On page seventeen of this same document it goes on to detail Pellicano’s attempt to whack Proctor:
“As defendant’s counsel has been informed, the government has obtained corroborated information that defendant recently conspired with known organized crime connections in Chicago to place a “hit” on Alex Proctor inside a federal prison in order to prevent Proctor from testifying against him”
That does say “death threats against several individuals” people as well as “conspired with known organized crime connections in Chicago to place a “hit”” on another human being. Maybe the government was getting all hot and bothered over nothing more than old Tony’s cuddly thug personae? Weren’t Pellicano and his elite celebrity clients only engaged in soft, white collarish stuff, like wiretapping and acrimonious divorce cases? They surely couldn’t have been involved in things as sordid as murder, right?
Well….wrong. Somebody way before the federal government in 2002 should have noticed Pellicano’s criminal activities, since it was basically commonly recited folklore in Tinseltown for at least the past decade. Pellicano’s high-tech wiretapping and his intitmidation of the rich, supremely spoiled ex-wives who wanted millions of undeserved dollars in divorce settlements are only the fluffy white frosting on this particularly rotten cake and just plain fun to read about as well as darn easier to prosecute, particularly with a running statute of limitations. There is an unpleasant and nasty side to this Pellicano mess that doesn’t exactly make Tony and his friends real lovable guys for the eventual T.V. movie we’ll all begrudgingly be watching one day.
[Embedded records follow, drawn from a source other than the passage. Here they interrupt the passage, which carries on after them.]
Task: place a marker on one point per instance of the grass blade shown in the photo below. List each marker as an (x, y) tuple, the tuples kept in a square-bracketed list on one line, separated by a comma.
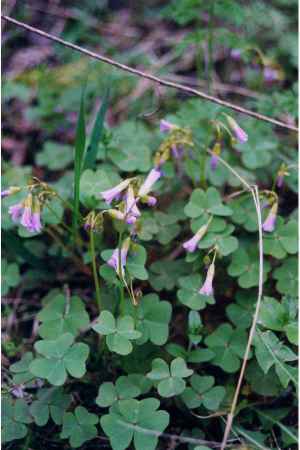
[(79, 152), (91, 152)]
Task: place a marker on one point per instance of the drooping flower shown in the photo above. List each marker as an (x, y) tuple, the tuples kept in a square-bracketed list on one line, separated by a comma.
[(119, 257), (191, 245), (270, 222), (110, 194), (239, 133), (16, 211), (166, 126), (152, 177), (207, 288), (131, 210), (10, 191)]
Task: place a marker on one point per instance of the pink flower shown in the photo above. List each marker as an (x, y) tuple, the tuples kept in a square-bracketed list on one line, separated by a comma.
[(240, 134), (270, 222), (166, 126), (118, 257), (110, 194), (131, 209), (214, 162), (152, 177), (207, 288), (15, 212), (191, 244)]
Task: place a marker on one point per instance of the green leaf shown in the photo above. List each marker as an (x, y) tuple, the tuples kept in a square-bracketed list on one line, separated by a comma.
[(245, 266), (283, 240), (79, 152), (15, 416), (79, 426), (21, 371), (229, 347), (189, 293), (61, 316), (287, 277), (50, 402), (96, 135), (133, 419), (118, 333), (130, 147), (273, 314), (59, 357), (203, 393), (152, 319), (206, 203), (170, 380)]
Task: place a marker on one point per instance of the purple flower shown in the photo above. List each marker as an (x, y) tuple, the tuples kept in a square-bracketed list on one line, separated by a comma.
[(270, 222), (207, 288), (152, 177), (236, 54), (15, 211), (279, 181), (110, 194), (270, 74), (151, 201), (240, 134), (166, 126), (131, 210), (116, 257), (191, 244), (214, 162)]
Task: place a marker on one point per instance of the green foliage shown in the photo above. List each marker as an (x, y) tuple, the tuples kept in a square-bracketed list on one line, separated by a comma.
[(170, 380), (134, 420), (79, 426), (118, 332), (59, 357)]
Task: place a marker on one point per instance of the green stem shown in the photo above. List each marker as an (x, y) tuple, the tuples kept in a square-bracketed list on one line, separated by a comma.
[(210, 46), (95, 274)]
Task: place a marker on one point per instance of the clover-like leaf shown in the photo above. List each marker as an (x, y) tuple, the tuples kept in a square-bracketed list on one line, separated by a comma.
[(206, 203), (229, 345), (140, 421), (203, 392), (118, 332), (125, 387), (283, 240), (21, 371), (287, 277), (165, 274), (225, 243), (15, 416), (241, 311), (245, 266), (61, 316), (170, 380), (50, 403), (59, 357), (130, 147), (189, 294), (152, 319), (79, 426), (270, 351)]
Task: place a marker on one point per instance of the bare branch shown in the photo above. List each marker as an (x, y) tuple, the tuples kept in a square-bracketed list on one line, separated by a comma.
[(151, 77)]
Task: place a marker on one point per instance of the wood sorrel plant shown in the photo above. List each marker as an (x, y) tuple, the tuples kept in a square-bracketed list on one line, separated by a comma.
[(151, 306)]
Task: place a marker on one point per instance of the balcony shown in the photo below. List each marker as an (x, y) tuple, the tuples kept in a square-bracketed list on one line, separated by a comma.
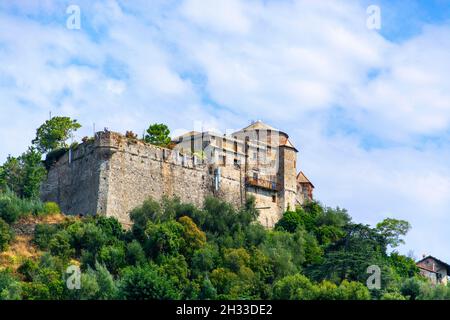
[(262, 183)]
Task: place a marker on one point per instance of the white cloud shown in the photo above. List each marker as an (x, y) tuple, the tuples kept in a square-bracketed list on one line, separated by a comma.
[(290, 63)]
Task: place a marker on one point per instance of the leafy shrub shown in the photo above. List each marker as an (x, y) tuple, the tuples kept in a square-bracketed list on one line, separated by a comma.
[(10, 210), (44, 233), (60, 245), (135, 254), (113, 257), (145, 283), (13, 208), (9, 286), (51, 208), (6, 235)]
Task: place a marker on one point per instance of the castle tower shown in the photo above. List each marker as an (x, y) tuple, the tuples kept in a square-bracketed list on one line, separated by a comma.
[(287, 173)]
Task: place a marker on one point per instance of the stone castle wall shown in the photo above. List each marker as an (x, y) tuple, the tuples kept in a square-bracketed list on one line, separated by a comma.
[(113, 175)]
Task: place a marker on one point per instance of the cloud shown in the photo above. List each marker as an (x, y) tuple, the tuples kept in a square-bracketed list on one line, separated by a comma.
[(369, 115)]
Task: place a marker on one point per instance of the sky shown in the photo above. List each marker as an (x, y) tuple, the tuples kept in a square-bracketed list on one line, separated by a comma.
[(368, 108)]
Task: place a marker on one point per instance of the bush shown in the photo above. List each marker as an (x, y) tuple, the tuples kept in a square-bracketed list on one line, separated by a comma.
[(13, 208), (113, 257), (60, 245), (9, 286), (10, 210), (6, 235), (145, 283), (43, 234), (51, 208), (135, 254)]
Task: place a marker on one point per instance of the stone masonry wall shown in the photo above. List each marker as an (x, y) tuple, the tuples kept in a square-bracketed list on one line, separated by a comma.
[(113, 175)]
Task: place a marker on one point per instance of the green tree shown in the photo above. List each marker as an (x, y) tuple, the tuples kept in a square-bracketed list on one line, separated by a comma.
[(11, 175), (158, 134), (294, 287), (290, 221), (392, 230), (33, 173), (9, 286), (23, 175), (5, 235), (54, 133), (145, 283)]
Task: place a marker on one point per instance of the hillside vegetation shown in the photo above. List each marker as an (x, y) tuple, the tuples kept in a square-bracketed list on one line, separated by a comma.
[(178, 251)]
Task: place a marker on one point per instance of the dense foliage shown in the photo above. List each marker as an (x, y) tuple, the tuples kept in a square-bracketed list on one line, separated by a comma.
[(158, 134), (178, 251), (54, 133)]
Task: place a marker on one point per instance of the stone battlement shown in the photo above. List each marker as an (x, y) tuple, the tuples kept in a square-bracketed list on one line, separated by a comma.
[(112, 174)]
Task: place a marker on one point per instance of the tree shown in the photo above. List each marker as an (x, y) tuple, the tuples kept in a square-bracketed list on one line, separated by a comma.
[(33, 172), (145, 283), (54, 133), (5, 235), (23, 175), (11, 175), (158, 134), (289, 222), (392, 230), (294, 287)]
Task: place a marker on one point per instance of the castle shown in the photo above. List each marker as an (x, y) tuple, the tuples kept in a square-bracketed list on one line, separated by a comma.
[(112, 174)]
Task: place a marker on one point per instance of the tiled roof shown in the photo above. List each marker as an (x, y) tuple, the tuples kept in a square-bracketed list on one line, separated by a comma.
[(301, 178)]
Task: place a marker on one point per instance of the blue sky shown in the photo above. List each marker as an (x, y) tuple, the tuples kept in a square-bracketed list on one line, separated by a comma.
[(369, 110)]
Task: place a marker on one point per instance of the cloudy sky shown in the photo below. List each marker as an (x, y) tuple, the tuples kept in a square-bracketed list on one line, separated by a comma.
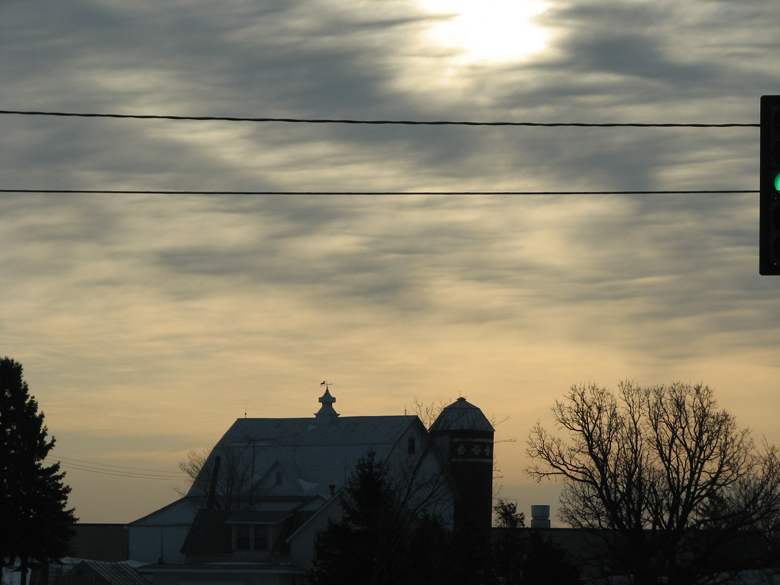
[(147, 324)]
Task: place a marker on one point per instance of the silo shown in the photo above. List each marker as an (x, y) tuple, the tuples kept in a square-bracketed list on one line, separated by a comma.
[(540, 516), (465, 437)]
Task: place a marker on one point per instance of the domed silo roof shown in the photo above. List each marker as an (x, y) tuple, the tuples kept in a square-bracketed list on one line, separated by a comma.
[(462, 416)]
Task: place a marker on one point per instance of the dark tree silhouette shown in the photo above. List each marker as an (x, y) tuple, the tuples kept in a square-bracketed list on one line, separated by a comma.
[(36, 524), (235, 487), (667, 479), (379, 540), (522, 556)]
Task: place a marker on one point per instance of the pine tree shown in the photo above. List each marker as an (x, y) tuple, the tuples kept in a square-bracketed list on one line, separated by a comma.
[(37, 526)]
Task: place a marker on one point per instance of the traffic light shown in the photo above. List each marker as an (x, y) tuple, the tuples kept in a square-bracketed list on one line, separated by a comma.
[(769, 228)]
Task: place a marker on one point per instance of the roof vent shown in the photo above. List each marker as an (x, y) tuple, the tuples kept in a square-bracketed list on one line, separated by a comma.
[(326, 412)]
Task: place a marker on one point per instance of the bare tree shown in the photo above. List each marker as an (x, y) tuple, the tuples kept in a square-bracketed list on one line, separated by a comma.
[(235, 486), (667, 478)]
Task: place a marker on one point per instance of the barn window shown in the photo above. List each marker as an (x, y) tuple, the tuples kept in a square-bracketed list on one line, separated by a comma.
[(243, 537), (252, 536), (261, 537)]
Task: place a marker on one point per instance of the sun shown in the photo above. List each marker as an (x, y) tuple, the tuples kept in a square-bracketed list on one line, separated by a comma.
[(487, 30)]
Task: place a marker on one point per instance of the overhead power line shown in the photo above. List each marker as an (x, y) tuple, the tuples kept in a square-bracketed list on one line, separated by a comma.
[(257, 193), (375, 122), (117, 470)]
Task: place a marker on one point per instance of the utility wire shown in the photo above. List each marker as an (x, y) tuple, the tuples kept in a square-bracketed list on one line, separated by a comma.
[(119, 474), (94, 463), (374, 122), (118, 470), (258, 193)]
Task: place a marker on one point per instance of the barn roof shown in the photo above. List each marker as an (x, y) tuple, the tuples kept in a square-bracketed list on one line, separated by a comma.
[(313, 453)]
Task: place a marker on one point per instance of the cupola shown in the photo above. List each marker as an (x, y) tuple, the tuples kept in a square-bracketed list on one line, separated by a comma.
[(326, 412)]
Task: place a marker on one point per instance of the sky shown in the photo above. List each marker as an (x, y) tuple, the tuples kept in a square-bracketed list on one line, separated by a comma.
[(147, 324)]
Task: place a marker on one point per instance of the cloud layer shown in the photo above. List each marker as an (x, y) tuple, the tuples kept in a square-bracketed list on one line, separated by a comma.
[(147, 323)]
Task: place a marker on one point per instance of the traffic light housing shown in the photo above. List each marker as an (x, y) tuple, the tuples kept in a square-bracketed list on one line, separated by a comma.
[(769, 228)]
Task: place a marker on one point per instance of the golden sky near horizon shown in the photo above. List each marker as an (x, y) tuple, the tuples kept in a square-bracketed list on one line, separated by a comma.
[(146, 324)]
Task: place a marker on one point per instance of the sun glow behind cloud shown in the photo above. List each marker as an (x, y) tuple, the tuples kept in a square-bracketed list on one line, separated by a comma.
[(489, 31)]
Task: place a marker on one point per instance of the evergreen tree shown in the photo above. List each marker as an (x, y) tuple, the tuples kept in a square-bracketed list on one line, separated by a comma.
[(36, 524)]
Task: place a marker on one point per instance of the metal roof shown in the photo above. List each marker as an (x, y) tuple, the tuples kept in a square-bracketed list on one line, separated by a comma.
[(462, 416), (114, 573), (313, 455)]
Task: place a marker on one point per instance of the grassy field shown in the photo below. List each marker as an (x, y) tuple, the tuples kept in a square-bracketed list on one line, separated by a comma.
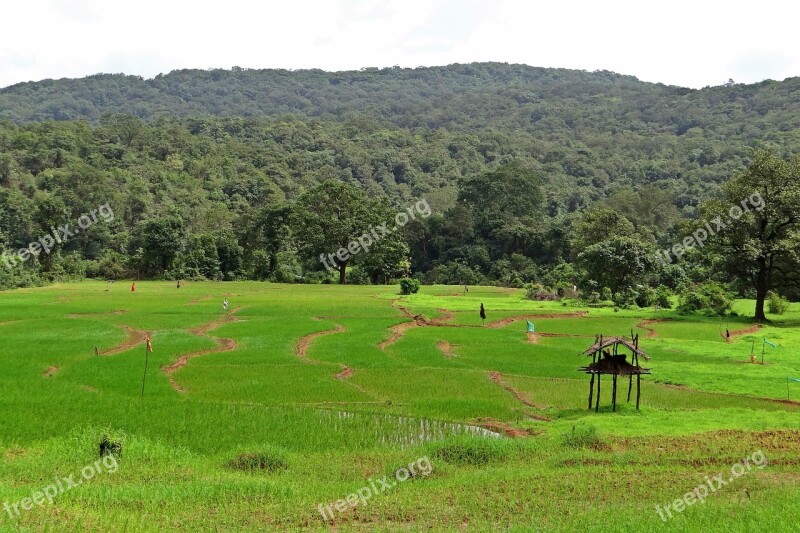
[(297, 396)]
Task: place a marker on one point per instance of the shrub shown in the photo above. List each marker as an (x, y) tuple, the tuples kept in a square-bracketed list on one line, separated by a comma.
[(777, 305), (470, 451), (711, 298), (582, 436), (663, 297), (270, 460), (605, 294), (409, 286), (538, 293)]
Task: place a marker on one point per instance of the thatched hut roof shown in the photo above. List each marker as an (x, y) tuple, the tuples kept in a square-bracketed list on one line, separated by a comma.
[(610, 341)]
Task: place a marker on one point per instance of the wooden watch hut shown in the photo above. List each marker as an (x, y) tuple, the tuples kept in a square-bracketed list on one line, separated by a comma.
[(609, 357)]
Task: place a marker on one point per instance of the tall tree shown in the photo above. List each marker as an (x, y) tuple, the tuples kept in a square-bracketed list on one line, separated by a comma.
[(328, 219), (758, 226)]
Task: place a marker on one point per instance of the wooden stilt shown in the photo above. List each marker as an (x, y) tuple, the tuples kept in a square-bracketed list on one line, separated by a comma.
[(638, 389), (630, 386), (597, 401), (614, 393)]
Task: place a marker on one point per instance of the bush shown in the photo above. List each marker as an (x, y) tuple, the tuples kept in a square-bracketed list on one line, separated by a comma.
[(663, 297), (538, 293), (409, 286), (777, 305), (270, 460), (710, 298), (471, 451), (583, 436)]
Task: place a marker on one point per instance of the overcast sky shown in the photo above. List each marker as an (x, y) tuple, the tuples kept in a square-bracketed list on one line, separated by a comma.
[(688, 43)]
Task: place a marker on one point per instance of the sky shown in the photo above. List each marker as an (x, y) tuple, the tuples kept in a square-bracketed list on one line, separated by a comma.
[(688, 43)]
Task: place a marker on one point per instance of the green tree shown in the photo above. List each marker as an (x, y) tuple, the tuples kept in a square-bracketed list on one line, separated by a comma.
[(327, 219), (760, 239), (618, 262)]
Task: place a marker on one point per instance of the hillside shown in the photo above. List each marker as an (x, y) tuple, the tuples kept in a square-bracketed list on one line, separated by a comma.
[(208, 156)]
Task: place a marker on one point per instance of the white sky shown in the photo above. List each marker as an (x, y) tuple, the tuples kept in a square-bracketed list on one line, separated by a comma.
[(689, 43)]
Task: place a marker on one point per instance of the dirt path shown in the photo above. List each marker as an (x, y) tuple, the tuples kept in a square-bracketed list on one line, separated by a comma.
[(497, 377), (109, 313), (651, 333), (499, 427), (223, 345), (303, 344), (447, 349), (345, 373), (135, 338), (503, 322)]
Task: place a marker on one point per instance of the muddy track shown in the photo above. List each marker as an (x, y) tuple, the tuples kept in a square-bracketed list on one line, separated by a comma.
[(135, 338), (345, 373), (398, 330), (109, 313), (497, 377), (651, 333), (447, 349), (223, 345), (503, 322), (499, 427), (303, 344)]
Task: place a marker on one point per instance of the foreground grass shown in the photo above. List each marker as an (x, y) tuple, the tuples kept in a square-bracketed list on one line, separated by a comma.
[(703, 410)]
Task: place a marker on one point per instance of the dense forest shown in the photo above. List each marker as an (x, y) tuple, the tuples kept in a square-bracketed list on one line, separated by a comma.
[(548, 178)]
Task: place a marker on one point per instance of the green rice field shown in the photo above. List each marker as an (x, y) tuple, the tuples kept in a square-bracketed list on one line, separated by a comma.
[(268, 415)]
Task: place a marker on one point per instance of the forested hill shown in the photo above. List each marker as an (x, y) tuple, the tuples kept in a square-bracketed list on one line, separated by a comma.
[(457, 96), (206, 157)]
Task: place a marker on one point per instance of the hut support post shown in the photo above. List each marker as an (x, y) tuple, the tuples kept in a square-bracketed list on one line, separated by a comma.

Pellicano may have lived in his own private celluloid Mafia fantasy, but he forcefully imposed his distorted version of reality on those he disliked, and there were many of them. If a person disturbed Tony’s imperious sense of omnipotence in any way, shape or form, he would do his best to see that that poor individual eventually met with an untimely injury, be that through a variety of any of his favorite methods from character assassination to car accidents. As for the annoyance John Connolly was proving to be for him, it seems that Pellicano was going to resort to one of his more physically violent “special” techniques to try to rid himself of that particular nuisance.